Der Begriff «Turnaround» kommt aus dem Englischen und ist ausserhalb von Unternehmensführungskreisen nicht sehr geläufig. Ich habe schon oft versucht, ein alternatives Wort zu verwenden, um meine Tätigkeit zu beschreiben, aber Begriffe wie «Krisenmanagement» sind zu wenig umfassend und deutsche Übersetzungen wie «Umkehrung der Unternehmensentwicklung» klingen umständlich. Oftmals benutze ich deshalb den kurzen Satz «Unternehmen, die in Schwierigkeiten stecken, zurück auf Kurs bringen». Dies trifft es jedoch auch nicht ganz, denn idealerweise wird ein Turnaround herbeiführt, bevor ein Unternehmen tatsächlich in Schwierigkeiten steckt, wenn sich die Probleme also erst abzeichnen. Besser könnte deshalb folgende Definition sein: Bei einem Turnaround geht es darum, ein Unternehmen aus einer negativen Entwicklung auf eine positive zu bringen.
Die meisten Unternehmen benötigen in ihrem Lebenszyklus mindestens einmal einen Turnaround. Die Gründe dafür sind vielfältig. Externe Faktoren wie das Marktumfeld und die Technologie können sich z.B. dahingehend entwickeln, dass die Produkte und Dienstleistungen eines Unternehmens zunehmend substituiert werden.

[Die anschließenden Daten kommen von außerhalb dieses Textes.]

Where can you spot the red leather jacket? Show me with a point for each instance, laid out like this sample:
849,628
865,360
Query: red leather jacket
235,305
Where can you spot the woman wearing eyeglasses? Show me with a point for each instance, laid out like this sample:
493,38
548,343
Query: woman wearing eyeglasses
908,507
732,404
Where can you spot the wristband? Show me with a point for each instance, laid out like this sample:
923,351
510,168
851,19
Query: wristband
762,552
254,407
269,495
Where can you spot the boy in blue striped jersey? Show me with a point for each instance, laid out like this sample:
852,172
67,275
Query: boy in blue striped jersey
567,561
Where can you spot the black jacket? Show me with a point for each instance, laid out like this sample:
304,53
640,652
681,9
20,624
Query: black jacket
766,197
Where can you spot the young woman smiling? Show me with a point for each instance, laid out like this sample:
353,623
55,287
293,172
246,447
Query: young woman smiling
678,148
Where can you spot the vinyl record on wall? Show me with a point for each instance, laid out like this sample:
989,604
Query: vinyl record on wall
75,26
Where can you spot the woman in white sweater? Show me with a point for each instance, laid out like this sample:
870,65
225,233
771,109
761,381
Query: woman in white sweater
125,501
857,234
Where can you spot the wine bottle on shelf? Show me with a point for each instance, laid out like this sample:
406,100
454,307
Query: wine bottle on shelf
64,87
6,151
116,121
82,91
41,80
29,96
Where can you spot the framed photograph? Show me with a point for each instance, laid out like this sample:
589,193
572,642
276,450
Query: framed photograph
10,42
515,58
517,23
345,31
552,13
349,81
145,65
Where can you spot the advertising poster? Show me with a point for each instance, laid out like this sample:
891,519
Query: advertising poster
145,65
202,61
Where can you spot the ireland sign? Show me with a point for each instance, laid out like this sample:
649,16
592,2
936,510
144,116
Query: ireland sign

Zu internen Gründen zählen ineffiziente Prozesse und Strukturen, Führungsdefizite, Veränderungsresistenz und viele weitere. Oftmals ist es eine Kombination aus internen und externen Ursachen, die sich zuerst in einer Stagnation von finanziellen Kennzahlen wie Umsatz oder EBIT und anschliessend in einer Abnahme dieser Kennzahlen niederschlägt. Mittels Turnaround wird die negative Entwicklung gestoppt, das Unternehmen kurzfristig stabilisiert und für eine langfristige positive Entwicklung aufgestellt.
Welche Aufgaben übernehme ich als Turnaround-Manager?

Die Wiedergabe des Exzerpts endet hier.